Каждое утро ему приходится все начинать заново… вот он и размышляет. Но наступает день, и он снова без сил.
Он хотел бы действовать. Но шару нужны совершенство, округлость, покой.
И все же он непрерывно в движении. Из шара появляется мышца. И он счастлив. Он сможет ходить как все, но одна мышца — еще не ходьба. Вскоре он устает. И больше уже не двигается. Этим заканчивается каждый день.
Тысячу раз пробует пустить в ход мышцы. Это не ходьба. Он верит, что ходьба из этого родится. Он ведь только шар. Он упорно ждет. Он подстерегает движение. Он — зародыш в животе. А зародыш никогда не пойдет, никогда. Ему нужно сперва родиться, а это — совсем другое. Но он упрямится, он ведь живое существо.
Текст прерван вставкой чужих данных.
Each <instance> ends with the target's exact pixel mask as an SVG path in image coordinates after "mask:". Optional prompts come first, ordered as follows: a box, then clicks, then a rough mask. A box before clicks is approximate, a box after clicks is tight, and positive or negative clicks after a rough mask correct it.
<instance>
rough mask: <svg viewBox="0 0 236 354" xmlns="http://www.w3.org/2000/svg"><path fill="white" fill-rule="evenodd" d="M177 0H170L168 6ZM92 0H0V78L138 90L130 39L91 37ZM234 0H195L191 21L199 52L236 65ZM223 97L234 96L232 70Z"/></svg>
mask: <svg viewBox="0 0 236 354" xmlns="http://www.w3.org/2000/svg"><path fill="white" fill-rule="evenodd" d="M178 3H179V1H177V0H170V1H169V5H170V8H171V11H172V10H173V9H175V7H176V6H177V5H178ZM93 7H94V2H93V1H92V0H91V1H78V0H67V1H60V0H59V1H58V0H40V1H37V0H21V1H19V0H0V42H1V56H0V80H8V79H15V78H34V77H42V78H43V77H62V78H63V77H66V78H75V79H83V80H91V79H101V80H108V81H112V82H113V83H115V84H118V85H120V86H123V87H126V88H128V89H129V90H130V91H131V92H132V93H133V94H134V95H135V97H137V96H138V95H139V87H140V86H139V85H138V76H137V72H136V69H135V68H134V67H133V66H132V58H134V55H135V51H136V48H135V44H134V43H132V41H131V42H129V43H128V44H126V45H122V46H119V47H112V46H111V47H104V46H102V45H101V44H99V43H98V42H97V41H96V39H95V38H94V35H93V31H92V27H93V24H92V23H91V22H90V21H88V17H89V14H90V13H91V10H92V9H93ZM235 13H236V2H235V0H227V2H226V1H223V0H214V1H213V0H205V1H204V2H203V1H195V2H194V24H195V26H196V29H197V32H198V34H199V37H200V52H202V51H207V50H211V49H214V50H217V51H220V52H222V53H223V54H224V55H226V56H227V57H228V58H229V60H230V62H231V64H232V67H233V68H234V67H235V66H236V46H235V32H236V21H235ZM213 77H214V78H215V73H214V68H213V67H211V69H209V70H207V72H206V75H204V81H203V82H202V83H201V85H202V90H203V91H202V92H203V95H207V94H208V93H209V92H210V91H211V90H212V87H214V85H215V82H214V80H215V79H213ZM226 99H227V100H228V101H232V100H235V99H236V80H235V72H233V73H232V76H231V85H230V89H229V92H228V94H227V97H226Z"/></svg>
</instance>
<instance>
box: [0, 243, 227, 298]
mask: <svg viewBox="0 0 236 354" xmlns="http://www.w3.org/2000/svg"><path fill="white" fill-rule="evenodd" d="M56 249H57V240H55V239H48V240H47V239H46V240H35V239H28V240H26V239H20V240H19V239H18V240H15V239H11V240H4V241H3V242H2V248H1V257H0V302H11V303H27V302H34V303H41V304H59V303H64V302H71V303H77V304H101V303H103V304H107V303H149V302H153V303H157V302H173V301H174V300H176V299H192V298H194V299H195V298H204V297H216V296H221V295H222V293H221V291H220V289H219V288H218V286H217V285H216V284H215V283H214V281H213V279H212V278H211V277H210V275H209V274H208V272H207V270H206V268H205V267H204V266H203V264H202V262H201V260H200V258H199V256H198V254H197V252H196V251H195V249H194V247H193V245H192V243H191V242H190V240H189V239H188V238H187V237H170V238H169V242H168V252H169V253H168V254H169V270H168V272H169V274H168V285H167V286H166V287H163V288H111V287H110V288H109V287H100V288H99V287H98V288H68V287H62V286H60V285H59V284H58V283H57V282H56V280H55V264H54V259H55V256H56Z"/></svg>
Океан! Оксан! А. назначен преподавателем! Нелепость! И там, внутри, — Океан, он прячется, защищается по-океански, его оружие — многослойность, все скрыто, и ни единого движения, но при этом он никогда не остается на том же месте, что минуту назад.
А ведь он скоро умрет…
Ночь исчезновений{106}
Открывается у человека рот. Из него яростно вырывается язык и возвращается в водную стихию, где плавает с наслаждением, а рыбы восторгаются: каким он остался гибким. Человек его хочет догнать, у него льется кровь, вот ему-то в воде непривычно. Он не очень-то видит в воде. Нет, в воде он видит так себе.
Исчезли яйца вкрутую, приготовленные на ужин. Ищите на улице, только в теплых местах. Яйца в дыханье теленка. Вот куда они поспешают. Там им по душе. Они назначают друг другу встречи в дыханье телят.
А вот кто найдет мои ураганы? Куда подевались мои ураганы? Ураган прихватил своих жену и детишек. Закрутил и понес. Он отбывает из океанских просторов к вулкану с белым султаном, который давно его манит.
Зрачок отыскал свой сачок. Ах, вернитесь, вернитесь, сачок. Все рыдают. Снова вместе. Хотя на что воздушному шарику зрение? Ему подавай только ветер посильнее.
Рука помахала на прощание, а потом вдруг продолжила взмах и полетела. Но ей трудно искать дорогу в ночной темноте. Наткнулась на что-то. Кисть вцепилась, а локоть крутится, колышется то на восток, то на запад. А если снова повстречает свою ненаглядную, как-то она на все это посмотрит? Ну как- как? Конечно, испугается. И рука умирает, повиснув на ветке.
Компания ножей поднимается в стволе дерева, как в лифте, вылетают, и — ну втыкаться по лесу. Туда теперь только безмозглый сунется. Если кому-то из зайцев приходится выйти по делу, он горько об этом жалеет, и раны у него кровоточат.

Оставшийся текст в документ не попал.